|
Home > Archive > MS Access database support > April 2006 > Quick fuzzy search
You are viewing an archived Text-only version of the thread.
To view this thread in it's original format and/or if you want to reply to
this thread please [click here]
| Author |
Quick fuzzy search
|
|
| Martin Schneider 2006-04-06, 3:29 am |
| Hi!
I have a database with approx. 2500 records. When entering a new record
I'd like to avoid double entries that may differ slightly in writing.

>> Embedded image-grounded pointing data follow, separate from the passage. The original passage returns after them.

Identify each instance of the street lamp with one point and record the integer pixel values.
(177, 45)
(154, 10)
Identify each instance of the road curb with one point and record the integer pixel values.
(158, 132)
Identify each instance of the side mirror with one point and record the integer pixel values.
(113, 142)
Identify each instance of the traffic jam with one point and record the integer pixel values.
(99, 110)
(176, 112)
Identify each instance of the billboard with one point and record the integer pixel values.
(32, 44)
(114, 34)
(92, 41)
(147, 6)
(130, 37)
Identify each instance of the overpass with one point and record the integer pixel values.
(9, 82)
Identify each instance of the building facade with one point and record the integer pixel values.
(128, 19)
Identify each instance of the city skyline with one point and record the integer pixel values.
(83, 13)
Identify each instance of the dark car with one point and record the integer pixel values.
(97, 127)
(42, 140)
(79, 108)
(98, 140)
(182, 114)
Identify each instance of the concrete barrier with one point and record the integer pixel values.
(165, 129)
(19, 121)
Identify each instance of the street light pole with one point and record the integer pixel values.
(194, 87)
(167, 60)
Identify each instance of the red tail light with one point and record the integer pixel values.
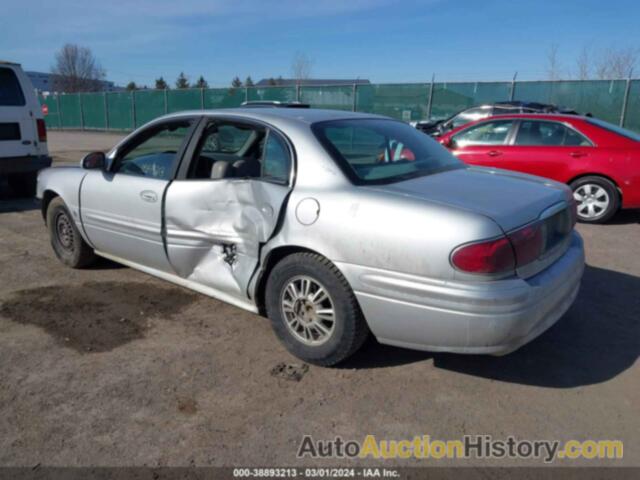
(42, 130)
(493, 256)
(503, 254)
(573, 208)
(527, 243)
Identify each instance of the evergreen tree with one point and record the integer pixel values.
(181, 81)
(236, 82)
(201, 83)
(161, 84)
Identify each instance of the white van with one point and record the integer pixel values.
(23, 135)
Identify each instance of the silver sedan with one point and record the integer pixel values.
(335, 225)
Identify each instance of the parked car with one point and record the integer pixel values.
(437, 128)
(598, 160)
(333, 224)
(23, 135)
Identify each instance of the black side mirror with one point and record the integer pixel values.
(94, 161)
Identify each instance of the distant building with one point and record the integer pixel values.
(308, 82)
(43, 82)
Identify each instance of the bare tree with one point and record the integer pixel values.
(76, 70)
(583, 64)
(616, 63)
(301, 66)
(553, 64)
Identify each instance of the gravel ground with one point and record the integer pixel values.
(109, 366)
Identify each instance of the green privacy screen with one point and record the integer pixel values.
(94, 111)
(70, 114)
(181, 100)
(149, 104)
(602, 98)
(402, 101)
(52, 119)
(120, 111)
(632, 117)
(334, 97)
(124, 111)
(279, 94)
(450, 98)
(223, 97)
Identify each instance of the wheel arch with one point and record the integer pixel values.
(273, 257)
(602, 175)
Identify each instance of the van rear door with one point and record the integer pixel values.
(18, 136)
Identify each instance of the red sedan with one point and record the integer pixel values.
(600, 161)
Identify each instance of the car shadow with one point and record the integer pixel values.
(11, 201)
(625, 217)
(17, 204)
(596, 340)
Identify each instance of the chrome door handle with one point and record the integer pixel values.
(149, 196)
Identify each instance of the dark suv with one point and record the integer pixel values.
(436, 128)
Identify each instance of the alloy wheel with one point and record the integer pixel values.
(308, 310)
(593, 200)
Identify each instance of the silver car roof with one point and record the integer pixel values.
(289, 115)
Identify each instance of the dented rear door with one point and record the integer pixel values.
(215, 228)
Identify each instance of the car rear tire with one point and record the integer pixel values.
(313, 310)
(23, 184)
(67, 243)
(597, 198)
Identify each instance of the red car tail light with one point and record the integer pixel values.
(42, 130)
(527, 243)
(492, 256)
(573, 210)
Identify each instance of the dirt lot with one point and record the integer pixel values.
(109, 366)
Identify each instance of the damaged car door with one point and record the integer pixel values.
(224, 205)
(121, 206)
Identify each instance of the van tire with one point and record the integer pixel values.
(23, 184)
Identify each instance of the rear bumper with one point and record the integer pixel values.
(485, 317)
(26, 164)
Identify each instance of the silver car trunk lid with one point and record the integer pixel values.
(510, 199)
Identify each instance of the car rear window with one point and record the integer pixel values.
(614, 129)
(10, 92)
(373, 151)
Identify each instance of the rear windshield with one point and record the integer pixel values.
(10, 92)
(615, 129)
(372, 151)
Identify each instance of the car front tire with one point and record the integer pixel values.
(597, 199)
(67, 243)
(313, 310)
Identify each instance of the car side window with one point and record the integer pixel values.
(155, 153)
(229, 150)
(467, 116)
(276, 162)
(488, 133)
(549, 134)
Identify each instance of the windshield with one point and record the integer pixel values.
(372, 151)
(615, 129)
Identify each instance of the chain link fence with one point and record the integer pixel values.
(616, 101)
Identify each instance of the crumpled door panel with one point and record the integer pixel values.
(214, 229)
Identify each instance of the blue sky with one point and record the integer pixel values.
(382, 40)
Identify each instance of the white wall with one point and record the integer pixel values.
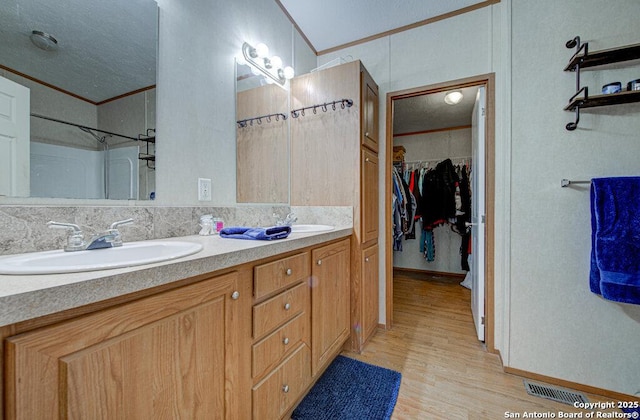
(196, 90)
(558, 327)
(547, 320)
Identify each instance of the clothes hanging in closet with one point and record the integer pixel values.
(442, 195)
(404, 210)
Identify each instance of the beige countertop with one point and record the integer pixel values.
(24, 297)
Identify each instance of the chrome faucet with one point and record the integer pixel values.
(75, 240)
(108, 239)
(287, 221)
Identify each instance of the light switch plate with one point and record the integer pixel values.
(204, 189)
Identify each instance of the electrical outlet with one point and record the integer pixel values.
(204, 189)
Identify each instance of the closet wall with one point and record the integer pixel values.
(433, 147)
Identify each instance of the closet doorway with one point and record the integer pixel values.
(414, 107)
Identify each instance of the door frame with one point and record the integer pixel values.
(488, 81)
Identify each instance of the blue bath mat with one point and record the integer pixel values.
(350, 389)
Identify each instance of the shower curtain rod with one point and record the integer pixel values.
(83, 126)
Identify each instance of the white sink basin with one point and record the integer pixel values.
(128, 255)
(311, 228)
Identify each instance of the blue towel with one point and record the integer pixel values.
(262, 234)
(615, 238)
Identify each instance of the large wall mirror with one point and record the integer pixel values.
(90, 70)
(262, 138)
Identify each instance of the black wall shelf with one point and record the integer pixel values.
(585, 59)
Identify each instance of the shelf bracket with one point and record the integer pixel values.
(573, 125)
(575, 42)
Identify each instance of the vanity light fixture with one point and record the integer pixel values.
(44, 41)
(257, 58)
(453, 98)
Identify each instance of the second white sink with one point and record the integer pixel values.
(311, 228)
(128, 255)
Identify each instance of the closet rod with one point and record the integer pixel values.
(411, 162)
(567, 182)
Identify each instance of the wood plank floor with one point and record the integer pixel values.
(446, 371)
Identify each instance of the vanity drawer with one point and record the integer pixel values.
(280, 274)
(273, 312)
(268, 352)
(277, 393)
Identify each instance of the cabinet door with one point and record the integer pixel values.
(370, 283)
(369, 112)
(171, 355)
(369, 196)
(330, 290)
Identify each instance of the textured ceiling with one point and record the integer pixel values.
(331, 23)
(430, 112)
(105, 48)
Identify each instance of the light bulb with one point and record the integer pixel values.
(288, 72)
(276, 62)
(453, 98)
(262, 50)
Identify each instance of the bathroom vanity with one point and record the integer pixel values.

Currently I am calculating the Levenshtein Distance across all records
and offer the top ten matches. Unfortunately this is very slow on long
strings.
Is there a faster method to do this?
Best regards,
Martin
| |
| kaniest 2006-04-06, 7:41 am |
| Martin Schneider wrote:
> I have a database with approx. 2500 records. When entering a new
> record I'd like to avoid double entries that may differ slightly in
> writing.
> Currently I am calculating the Levenshtein Distance across all records
> and offer the top ten matches. Unfortunately this is very slow on long
> strings.
>
> Is there a faster method to do this?
With such a small dataset it can be feasable to keep the
keys in memory, also calculating in static arrays
could save a cycle or two.
Of course you could use a less demanding metric, tinker
with upper and lower bounds on the way, or filter
candidate matches with a quick and dirty test before
applying the full metric on a selection.
--
Paul
| |
| Anthony England 2006-04-06, 7:41 am |
| "Martin Schneider" <martin.schneider@illusion-factory.de> wrote in message
news:49jtg7Fojtv2U1@
individual.net...
> Hi!
>
> I have a database with approx. 2500 records. When entering a new record
> I'd like to avoid double entries that may differ slightly in writing.
>
> Currently I am calculating the Levenshtein Distance across all records and
> offer the top ten matches. Unfortunately this is very slow on long
> strings.
>
> Is there a faster method to do this?
>
> Best regards,
> Martin
If you want to do such a detailed comparison against each and every record
in the database, then of course it will be slow. What can we say? Get a
faster PC or buy more RAM?
If we knew what was being stored in the database, we might be able to make
more helpful suggestions. So if the database stores contact details and you
wanted to add a new contact:
Jane Smith, 117 Waterloo Road, London, SE1 8UL, United Kingdom
Would I really want to go through and evaluate how closely Jane's name
matches someone called Jan Smitt from Norway before I was sure this was not
a duplicate? However, we know nothing about your application.
| |
| Martin Schneider 2006-04-06, 7:41 am |
| Anthony England schrieb:
> So if the database stores contact details and you
> wanted to add a new contact:
> Jane Smith, 117 Waterloo Road, London, SE1 8UL, United Kingdom
> Would I really want to go through and evaluate how closely Jane's name
> matches someone called Jan Smitt from Norway before I was sure this was not
> a duplicate?
That's exactly the purpose.
Best regards,
Martin
| |
| Anthony England 2006-04-06, 7:41 am |
| "Martin Schneider" <martin.schneider@illusion-factory.de> wrote in message
news:49k6suFot17gU1@
individual.net...
> Anthony England schrieb:
>
> That's exactly the purpose.
>
> Best regards,
> Martin
What I meant was that you could look at only the people in postcode which
starts with SE1 or perhaps only those in London or perhaps only those in the
United Kingdom. I would not compare the new record against every single
existing one.
When I have done this sort of thing before, I give the user some degree of
flexibilty so you can adjust how rigourously you will search for duplicates.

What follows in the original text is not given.